Posted by Chauncey Koziol on Thursday, August 15, 2024
Picasso's sketch - composition 1
The first composition for the mural — drawn the very day word of the bombing reached Picasso in Paris — introduced characters that had recurred in the artist's previous work. Picasso shaped and reshaped these figures over the next weeks in a series of preliminary sketches. He brought out the vulnerability of the bull and the agony of the horse. He drew screaming women and children, perhaps inspired by his fear that harm might come to his own baby daughter. He seemed haunted by the many faces of anguish.
colored sketch with human hair
"Many of the drawings are much more expressive than the final painting," says art historian Tomas Llorens. "But that is inevitable because Guernica was conceived as a very public image. And some of the meanings and emotions that you can convey on a piece of paper cannot be conveyed in a mural that is seven meters wide. For instance, in one of the drawings there is hair — perhaps the hair of Dora Maar — pasted in a kind of collage. So, you would lose that meaning in a large public mural. But in a sense the energy, the emotional energy that comes from those experiments, is not lost. Picasso was always synthesizing in each image a lot of different possibilities."

On May 11th, just fifteen days after the bombing, Picasso stretched a canvas for the mural. It stood eleven-and-a-half feet tall by almost twenty-six feet wide - so large, he had to brace it at a slant to fit under the ceiling of his studio. He then began to lay out the images in full scale - a woman wailing over her dead child... a warrior clutching a shattered sword as his horse drops in torment to its knees... a jumble of bodies lying trampled on the ground — all part of Picasso's vision of the holocaust at Guernica.

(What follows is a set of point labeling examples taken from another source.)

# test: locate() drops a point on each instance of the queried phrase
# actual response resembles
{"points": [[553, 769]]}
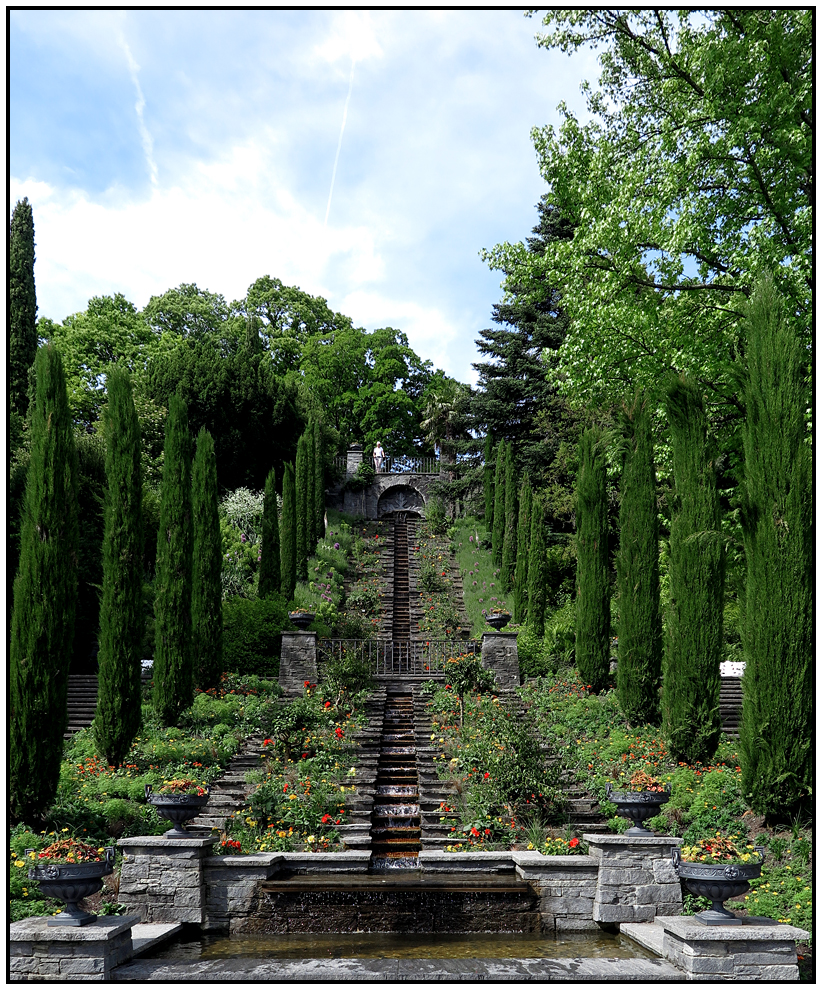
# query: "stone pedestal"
{"points": [[42, 954], [164, 879], [636, 880], [758, 949], [499, 653], [298, 660]]}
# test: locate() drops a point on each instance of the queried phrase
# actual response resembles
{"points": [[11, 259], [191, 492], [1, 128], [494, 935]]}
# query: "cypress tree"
{"points": [[45, 593], [509, 543], [310, 493], [319, 481], [488, 482], [288, 536], [270, 546], [206, 586], [498, 531], [640, 629], [122, 621], [777, 716], [302, 509], [536, 571], [593, 612], [173, 670], [693, 640], [22, 306], [523, 535]]}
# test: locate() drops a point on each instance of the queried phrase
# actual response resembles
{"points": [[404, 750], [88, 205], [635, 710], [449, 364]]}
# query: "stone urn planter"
{"points": [[177, 808], [302, 620], [638, 807], [717, 882], [70, 883], [498, 620]]}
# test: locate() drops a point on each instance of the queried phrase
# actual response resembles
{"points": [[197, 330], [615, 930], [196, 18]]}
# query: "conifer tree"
{"points": [[288, 536], [536, 571], [488, 482], [121, 610], [270, 547], [498, 531], [593, 612], [173, 669], [693, 634], [523, 554], [509, 543], [777, 711], [319, 481], [302, 508], [22, 306], [640, 629], [45, 593], [206, 588]]}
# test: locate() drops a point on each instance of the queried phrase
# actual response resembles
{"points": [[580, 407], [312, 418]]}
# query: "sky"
{"points": [[366, 157]]}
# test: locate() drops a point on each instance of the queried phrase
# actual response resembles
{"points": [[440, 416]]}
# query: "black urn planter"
{"points": [[717, 882], [177, 808], [302, 620], [498, 620], [70, 883], [638, 806]]}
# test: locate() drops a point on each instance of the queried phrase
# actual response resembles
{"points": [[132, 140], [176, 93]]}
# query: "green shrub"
{"points": [[252, 634]]}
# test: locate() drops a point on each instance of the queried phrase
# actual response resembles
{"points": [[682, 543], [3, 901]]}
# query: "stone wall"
{"points": [[41, 953], [163, 879]]}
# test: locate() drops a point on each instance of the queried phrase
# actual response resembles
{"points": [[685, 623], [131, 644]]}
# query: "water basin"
{"points": [[391, 945]]}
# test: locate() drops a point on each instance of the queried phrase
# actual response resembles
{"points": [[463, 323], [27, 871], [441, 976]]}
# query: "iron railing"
{"points": [[427, 658]]}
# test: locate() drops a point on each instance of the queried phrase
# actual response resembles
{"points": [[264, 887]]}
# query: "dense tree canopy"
{"points": [[693, 176]]}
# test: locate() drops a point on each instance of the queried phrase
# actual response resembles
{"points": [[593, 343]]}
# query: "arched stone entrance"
{"points": [[400, 498]]}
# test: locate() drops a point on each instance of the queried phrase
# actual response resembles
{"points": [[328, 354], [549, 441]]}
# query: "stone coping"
{"points": [[752, 929], [160, 842], [633, 840], [103, 929]]}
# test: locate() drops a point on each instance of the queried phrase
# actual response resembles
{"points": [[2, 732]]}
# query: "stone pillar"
{"points": [[163, 879], [298, 660], [353, 459], [499, 653], [636, 880], [65, 954], [758, 949]]}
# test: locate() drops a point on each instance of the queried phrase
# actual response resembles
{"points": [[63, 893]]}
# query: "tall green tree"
{"points": [[640, 627], [509, 541], [45, 591], [593, 610], [288, 535], [536, 571], [319, 481], [777, 711], [488, 481], [173, 669], [302, 508], [523, 538], [689, 176], [122, 617], [498, 531], [206, 587], [22, 306], [694, 633]]}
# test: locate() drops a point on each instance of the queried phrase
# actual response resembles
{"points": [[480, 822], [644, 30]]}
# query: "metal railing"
{"points": [[427, 658]]}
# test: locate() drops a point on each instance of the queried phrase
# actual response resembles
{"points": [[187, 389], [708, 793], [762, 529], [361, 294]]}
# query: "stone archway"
{"points": [[400, 498]]}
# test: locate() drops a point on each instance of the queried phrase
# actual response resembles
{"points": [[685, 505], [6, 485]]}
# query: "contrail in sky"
{"points": [[139, 106], [339, 143]]}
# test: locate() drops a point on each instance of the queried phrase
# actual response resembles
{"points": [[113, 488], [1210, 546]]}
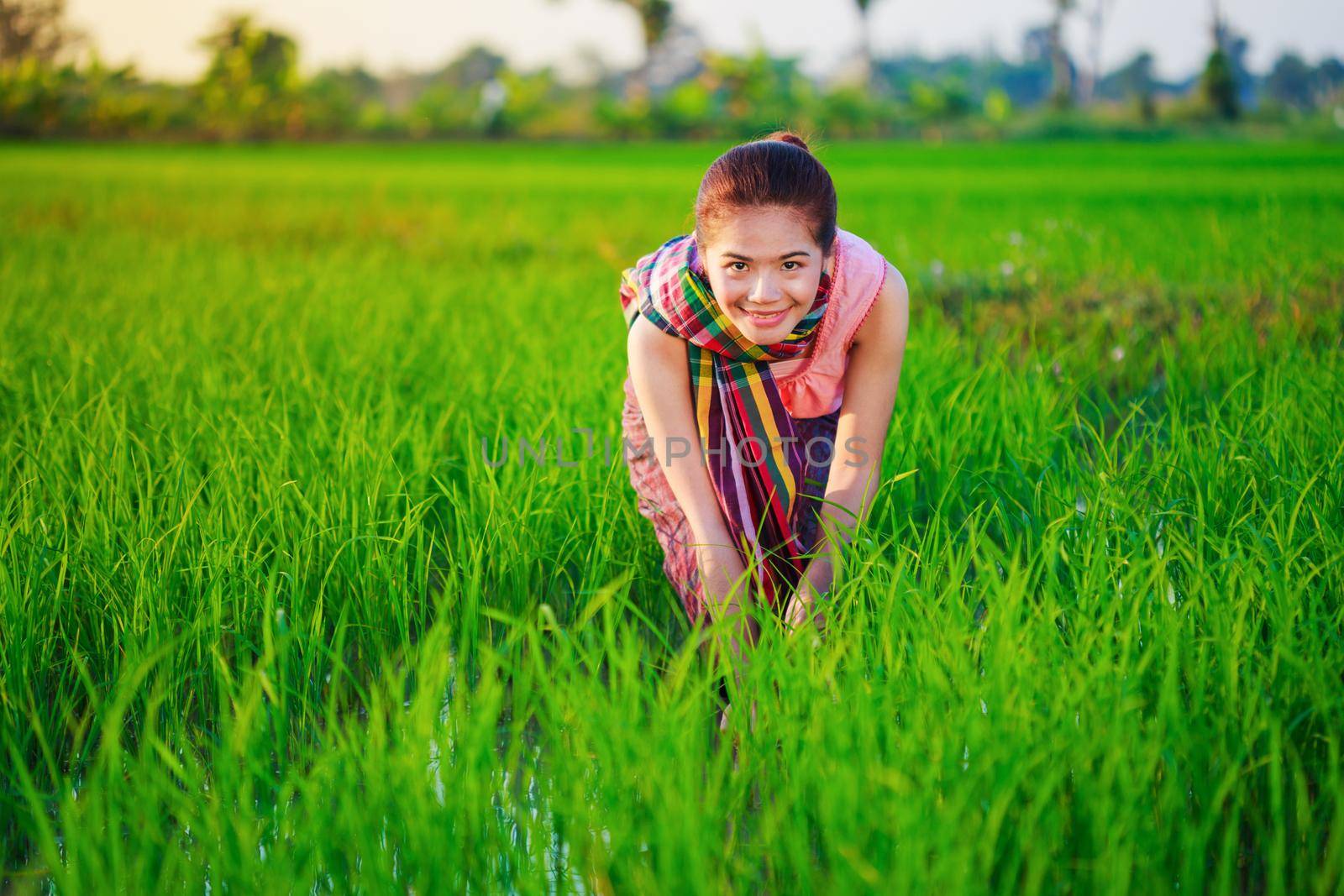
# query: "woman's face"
{"points": [[764, 268]]}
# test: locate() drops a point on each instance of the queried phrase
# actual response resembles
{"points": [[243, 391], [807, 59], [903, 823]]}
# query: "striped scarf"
{"points": [[759, 473]]}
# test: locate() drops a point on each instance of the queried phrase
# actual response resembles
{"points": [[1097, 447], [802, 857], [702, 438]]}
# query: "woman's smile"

Consequences of War by Rubens
According to art historian, Patricia Failing, "Picasso was very properly trained in the grand tradition of painting, allegorical painting about universal themes: the horrors of war, the massacres of the innocents. Characters that typically appear in these paintings reappear in Picasso's paintings as well. There's usually quite clearly a suffering woman, someone who's screaming, a woman with a child who's been injured, or may even be dead. And to see that Picasso was able to take that traditional academic motif and actually rework it and make it relevant again to this particular time and this particular circumstance, I think is really one of his great achievements in this painting."

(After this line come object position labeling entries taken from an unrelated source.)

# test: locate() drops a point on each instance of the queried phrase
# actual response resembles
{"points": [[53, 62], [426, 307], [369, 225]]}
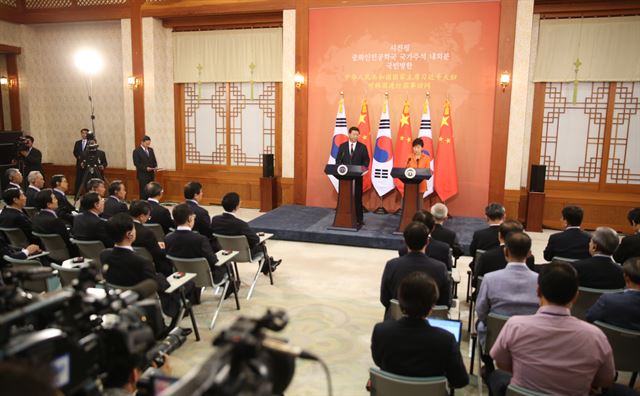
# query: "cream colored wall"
{"points": [[519, 123], [288, 91]]}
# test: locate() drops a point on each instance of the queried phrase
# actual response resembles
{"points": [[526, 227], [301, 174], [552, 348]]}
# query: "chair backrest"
{"points": [[387, 384], [495, 322], [586, 298], [16, 237], [238, 243], [157, 231], [54, 244], [515, 390], [67, 275], [198, 266], [625, 344]]}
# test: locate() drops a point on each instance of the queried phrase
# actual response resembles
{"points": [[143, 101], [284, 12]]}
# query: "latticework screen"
{"points": [[251, 109]]}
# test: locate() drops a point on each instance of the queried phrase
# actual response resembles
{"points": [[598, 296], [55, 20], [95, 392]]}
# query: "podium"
{"points": [[345, 218], [412, 201]]}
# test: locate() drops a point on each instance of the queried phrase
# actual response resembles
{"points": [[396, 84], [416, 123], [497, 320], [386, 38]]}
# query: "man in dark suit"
{"points": [[630, 245], [159, 214], [621, 309], [114, 203], [78, 149], [46, 221], [140, 212], [145, 162], [410, 346], [60, 187], [441, 233], [228, 224], [487, 238], [88, 225], [572, 242], [36, 182], [354, 153], [12, 215], [600, 271], [416, 235]]}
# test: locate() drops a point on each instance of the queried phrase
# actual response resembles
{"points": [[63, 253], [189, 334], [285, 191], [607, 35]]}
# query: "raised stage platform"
{"points": [[310, 224]]}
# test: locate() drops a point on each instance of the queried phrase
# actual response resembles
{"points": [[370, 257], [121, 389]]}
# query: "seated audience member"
{"points": [[495, 259], [410, 346], [60, 186], [159, 214], [36, 182], [415, 237], [440, 233], [630, 245], [14, 176], [96, 185], [114, 203], [12, 215], [621, 309], [140, 211], [228, 224], [184, 243], [435, 249], [572, 242], [88, 225], [511, 290], [487, 238], [552, 352], [46, 221], [600, 271]]}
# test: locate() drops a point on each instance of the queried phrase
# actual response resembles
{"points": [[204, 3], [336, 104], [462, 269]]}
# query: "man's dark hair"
{"points": [[634, 216], [153, 189], [417, 294], [115, 186], [192, 189], [631, 268], [94, 183], [89, 200], [494, 211], [518, 244], [56, 179], [230, 201], [416, 235], [181, 213], [558, 283], [573, 215], [509, 226], [426, 218], [10, 194], [43, 198], [139, 208], [118, 225]]}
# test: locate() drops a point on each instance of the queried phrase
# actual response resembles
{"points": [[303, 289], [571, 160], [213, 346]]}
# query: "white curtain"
{"points": [[608, 48], [240, 55]]}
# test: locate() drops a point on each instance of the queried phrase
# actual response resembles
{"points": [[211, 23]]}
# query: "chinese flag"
{"points": [[446, 178], [403, 145], [365, 138]]}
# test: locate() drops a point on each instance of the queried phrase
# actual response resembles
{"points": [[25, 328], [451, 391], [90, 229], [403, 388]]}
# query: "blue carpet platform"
{"points": [[310, 224]]}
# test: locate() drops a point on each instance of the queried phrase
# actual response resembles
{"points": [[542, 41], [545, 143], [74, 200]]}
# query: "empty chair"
{"points": [[239, 243], [387, 384], [586, 298], [54, 244], [626, 348], [16, 237], [204, 278]]}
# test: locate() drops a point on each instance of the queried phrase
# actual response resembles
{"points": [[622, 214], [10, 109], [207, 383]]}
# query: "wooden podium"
{"points": [[412, 201], [345, 218]]}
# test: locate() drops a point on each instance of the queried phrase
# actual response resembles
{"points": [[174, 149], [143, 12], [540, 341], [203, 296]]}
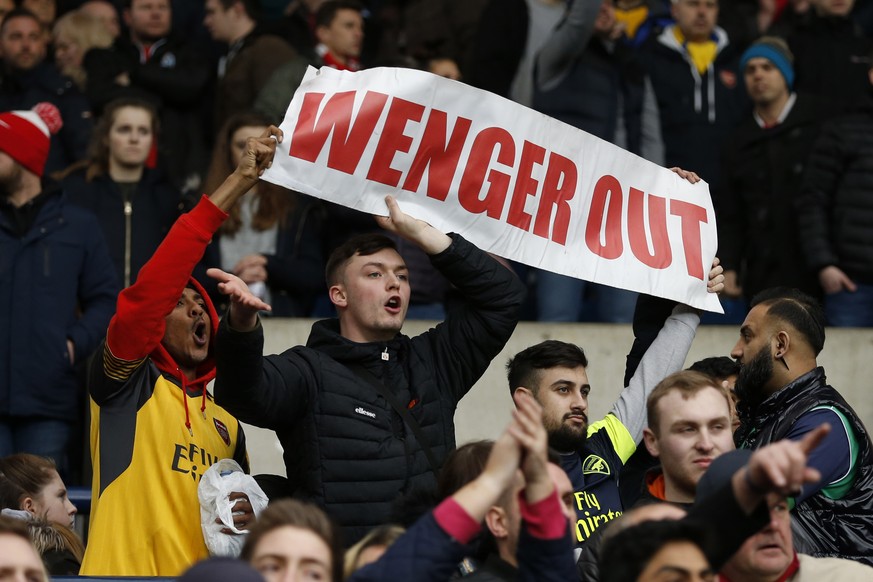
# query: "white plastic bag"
{"points": [[216, 485]]}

With Picasso as he painted was his latest lover, Dora Maar, a young photographer who also became his collaborator. Dora's photographs of the work in progress documented Picasso's creative process and his struggle between political imagery and artistic merit.

Guernica - State I
As the focal point of the painting, Picasso initially drew a boldly raised arm and clenched fist, the familiar salute of the Spanish Republican forces. But the artist was dissatisfied with the obvious symbolism. Over the next several days, he created a more hopeful message of victory, the raised fist clutching stalks of grain in front of a blazing sun. Still, Picasso's artistic sensibility was in conflict with the political sentiment of the canvas. "The stand of Picasso was quite clear," says Llorens. "A work of art, in order to be really effective in political terms, has to work first of all as a work of art."
Pablo Picasso painting
A week later, the arm was completely painted over. But the center of the painting had lost its focus. To solve the problem, Picasso moved the body of the bull near to the woman and child, lifting the head of the horse to a place of prominence and making the spear more obvious. No longer was the battle between the horse and bull of the ring. Clearly, the mortal wound was caused by an act of man.

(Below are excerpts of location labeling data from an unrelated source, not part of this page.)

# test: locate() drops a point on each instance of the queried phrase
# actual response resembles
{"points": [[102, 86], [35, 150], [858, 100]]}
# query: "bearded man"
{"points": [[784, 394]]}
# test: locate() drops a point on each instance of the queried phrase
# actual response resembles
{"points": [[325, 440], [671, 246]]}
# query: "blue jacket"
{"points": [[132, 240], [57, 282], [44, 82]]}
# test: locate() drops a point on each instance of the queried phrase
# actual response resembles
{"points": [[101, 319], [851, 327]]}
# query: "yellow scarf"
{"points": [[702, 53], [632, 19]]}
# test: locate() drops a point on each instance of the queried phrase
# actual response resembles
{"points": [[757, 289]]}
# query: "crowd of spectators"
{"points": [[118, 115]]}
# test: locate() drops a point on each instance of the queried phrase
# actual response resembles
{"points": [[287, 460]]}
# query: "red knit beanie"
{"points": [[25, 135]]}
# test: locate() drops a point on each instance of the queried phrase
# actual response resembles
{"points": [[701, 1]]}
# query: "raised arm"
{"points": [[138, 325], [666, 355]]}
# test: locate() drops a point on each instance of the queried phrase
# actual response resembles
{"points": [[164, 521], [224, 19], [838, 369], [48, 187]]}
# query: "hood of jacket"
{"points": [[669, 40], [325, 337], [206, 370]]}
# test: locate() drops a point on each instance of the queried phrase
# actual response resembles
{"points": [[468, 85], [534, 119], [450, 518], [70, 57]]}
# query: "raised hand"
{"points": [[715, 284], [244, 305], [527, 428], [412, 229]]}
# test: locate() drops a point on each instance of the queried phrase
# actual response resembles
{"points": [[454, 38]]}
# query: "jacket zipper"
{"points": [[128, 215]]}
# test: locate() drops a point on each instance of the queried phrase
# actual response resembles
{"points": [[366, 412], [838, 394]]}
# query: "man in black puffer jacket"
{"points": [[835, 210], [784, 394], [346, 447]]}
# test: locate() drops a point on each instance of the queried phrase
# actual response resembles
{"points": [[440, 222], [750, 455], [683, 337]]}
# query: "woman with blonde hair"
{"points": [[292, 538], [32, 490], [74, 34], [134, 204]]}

Picasso's inventiveness took him in many directions. He added color, pattern and texture with scraps of wallpaper; he gave the weeping woman a blood-red tear. Later, Picasso removed all color. Earlier in his career, in his Blue Period, Picasso learned that using a monochromatic palette could produce powerful imagery. He suppressed color because he felt color would distract from the impact of the painting. "There was certainly a long tradition that equated line with intellect and color with emotion," adds Failing. "And so, to not bring in the whole element of color and its associations with emotion and the sensual, in a way makes it a tour-de-force on another level."

Picasso sketch of hand - for Guernica
Picasso then sketched possibilities for the warrior. Not the heroic figure of patriotic fantasy — lifeless, broken, weapons shattered — the warrior in Guernica is no match for the engines of modern warfare. "It's not the clenched fist with the upright arm at the end that becomes such a moving part of the picture, but the outstretched hands with the kind of flayed fingers and the deeply crossed palm," explains Failing.
lightbulb detail from Guernica
As Guernica neared completion, Picasso added a single image of twentieth century technology. According to Llorens: "In Spanish, an electric bulb is called 'bombia,' and 'bombia' is like the diminutive of 'bomb.' So, 'bomba-bombia' is a verbal poetic metaphor for the terrifying power of technology to destroy us."
Shortly after, although he was not at all certain the mural was complete, Picasso delivered Guernica to the Spanish Pavilion.